The Hidden Rules Designed to Manage Risk (And Stop You Out)
Proprietary firms use extremely strict risk management protocols. While they protect the firm from ruin, these rules are notoriously difficult for beginners to navigate and contribute heavily to the high failure rate.
- Intraday Trailing Drawdowns: Some of the hardest rules to navigate. Instead of calculating drawdown at the end of the day, it is calculated from your highest open profit. If a trade goes $1,000 in your favor and you don't take profit, and it returns to breakeven, you just lost $1,000 of your allowed drawdown.
- Minimum Trading Days vs. High Frequency: Firms often require minimum trading days to prevent lucky "all-in" gambles, but some also ban High-Frequency Trading (HFT) and micro-scalping because it exploits simulated execution environments.
- Consistency Rules: To ensure you didn't pass through a single lucky news event, firms often dictate that no single trading day can account for more than 30% of your total profits.
- News Trading Restrictions: Volatility during CPI or FOMC events is erratic. B-Book firms hate extreme news events because simulated pricing and slippage differ from live market conditions, so they simply ban holding positions during those windows.
Why Some Prop Firms Have Longevity While Others Fail
The sudden explosion in prop firm popularity in recent years has led to both massive success stories and spectacular company collapses. So why do some firms thrive while others declare bankruptcy?
Firms that fail generally operate structurally like a Ponzi scheme—they rely entirely on new challenge sign-ups to pay their successful funded traders. If marketing slows down and the influx of new evaluation fees drops, they suddenly don't have the cash to pay their profitable B-book traders.
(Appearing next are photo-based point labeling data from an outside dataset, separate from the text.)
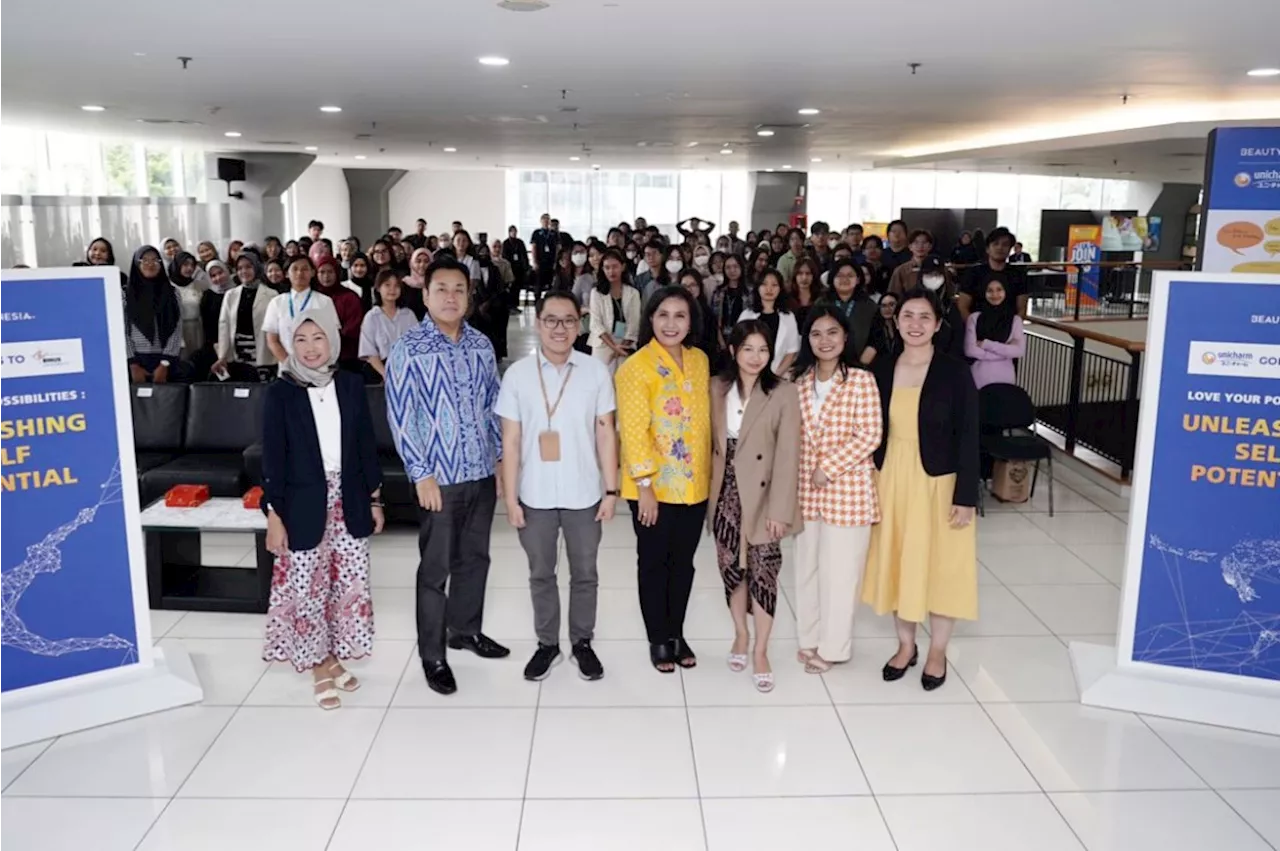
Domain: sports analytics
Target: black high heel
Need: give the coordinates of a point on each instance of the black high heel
(894, 675)
(929, 682)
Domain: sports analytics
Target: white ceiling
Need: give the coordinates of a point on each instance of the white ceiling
(661, 72)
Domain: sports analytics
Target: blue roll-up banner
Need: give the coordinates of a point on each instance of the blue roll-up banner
(73, 600)
(1200, 623)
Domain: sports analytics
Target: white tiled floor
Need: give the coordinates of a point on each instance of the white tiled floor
(1001, 759)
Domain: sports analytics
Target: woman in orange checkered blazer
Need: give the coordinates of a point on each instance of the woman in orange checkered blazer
(840, 417)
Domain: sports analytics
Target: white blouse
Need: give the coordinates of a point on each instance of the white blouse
(328, 415)
(734, 411)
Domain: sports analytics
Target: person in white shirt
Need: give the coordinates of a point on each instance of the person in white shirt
(769, 305)
(288, 305)
(560, 474)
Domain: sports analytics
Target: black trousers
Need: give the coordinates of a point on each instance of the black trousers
(453, 547)
(664, 556)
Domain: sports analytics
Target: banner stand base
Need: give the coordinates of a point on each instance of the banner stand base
(168, 683)
(1104, 683)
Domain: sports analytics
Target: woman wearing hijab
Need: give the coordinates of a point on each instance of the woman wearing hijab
(190, 280)
(101, 254)
(152, 320)
(346, 303)
(220, 280)
(993, 338)
(321, 494)
(242, 349)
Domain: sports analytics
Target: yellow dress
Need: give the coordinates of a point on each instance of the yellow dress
(918, 564)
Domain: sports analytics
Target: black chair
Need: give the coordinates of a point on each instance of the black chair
(223, 419)
(159, 420)
(1005, 416)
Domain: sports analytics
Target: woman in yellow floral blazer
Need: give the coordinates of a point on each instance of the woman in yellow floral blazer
(664, 417)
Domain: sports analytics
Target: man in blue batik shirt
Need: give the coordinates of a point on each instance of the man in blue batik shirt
(442, 385)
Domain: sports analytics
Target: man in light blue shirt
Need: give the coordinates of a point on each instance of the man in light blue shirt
(561, 474)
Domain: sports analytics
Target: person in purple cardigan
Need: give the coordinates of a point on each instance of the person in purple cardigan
(993, 338)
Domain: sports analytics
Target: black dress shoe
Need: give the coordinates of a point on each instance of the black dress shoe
(894, 675)
(439, 677)
(479, 644)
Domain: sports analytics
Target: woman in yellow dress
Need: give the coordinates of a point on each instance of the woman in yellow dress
(923, 557)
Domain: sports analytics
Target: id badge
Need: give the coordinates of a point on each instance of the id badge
(548, 445)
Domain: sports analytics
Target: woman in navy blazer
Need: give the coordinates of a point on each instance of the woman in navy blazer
(321, 484)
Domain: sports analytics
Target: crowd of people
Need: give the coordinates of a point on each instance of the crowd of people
(819, 385)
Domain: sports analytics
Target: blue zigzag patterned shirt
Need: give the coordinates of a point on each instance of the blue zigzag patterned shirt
(439, 405)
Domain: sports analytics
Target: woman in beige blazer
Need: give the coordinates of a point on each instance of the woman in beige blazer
(754, 497)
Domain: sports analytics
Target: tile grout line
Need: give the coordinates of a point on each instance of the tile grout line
(373, 742)
(1207, 785)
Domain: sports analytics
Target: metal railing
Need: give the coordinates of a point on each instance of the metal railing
(1086, 396)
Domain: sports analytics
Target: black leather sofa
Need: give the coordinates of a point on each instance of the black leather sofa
(222, 420)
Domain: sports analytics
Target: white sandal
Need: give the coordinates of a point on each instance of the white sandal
(328, 699)
(344, 680)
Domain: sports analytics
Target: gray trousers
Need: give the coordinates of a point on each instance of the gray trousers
(539, 538)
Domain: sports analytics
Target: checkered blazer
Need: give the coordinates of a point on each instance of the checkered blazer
(841, 440)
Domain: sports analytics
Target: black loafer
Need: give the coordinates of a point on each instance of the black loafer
(661, 654)
(894, 675)
(439, 677)
(929, 682)
(479, 644)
Conversely, firms with longevity use exceptional data modeling. They identify the top 1% of traders and reliably copy their trades to live markets (A-Booking), using real market profits to fund their operations. They don't just rely on challenge fees; they actually utilize their talented trader pool as an asset.
The Bottom Line for Traders
Understanding that 90% of a firm’s evaluation revenue comes from failed traders shouldn't discourage you. Instead, it should serve as a stark warning: You must treat risk management with surgical precision.
The prop firm model works beautifully for the patient, disciplined trader. By understanding exactly how and why firms lay out their rules—to filter out impulsive gamblers and identify consistent risk managers—you can align your strategy to ensure you fall on the profitable side of the statistics.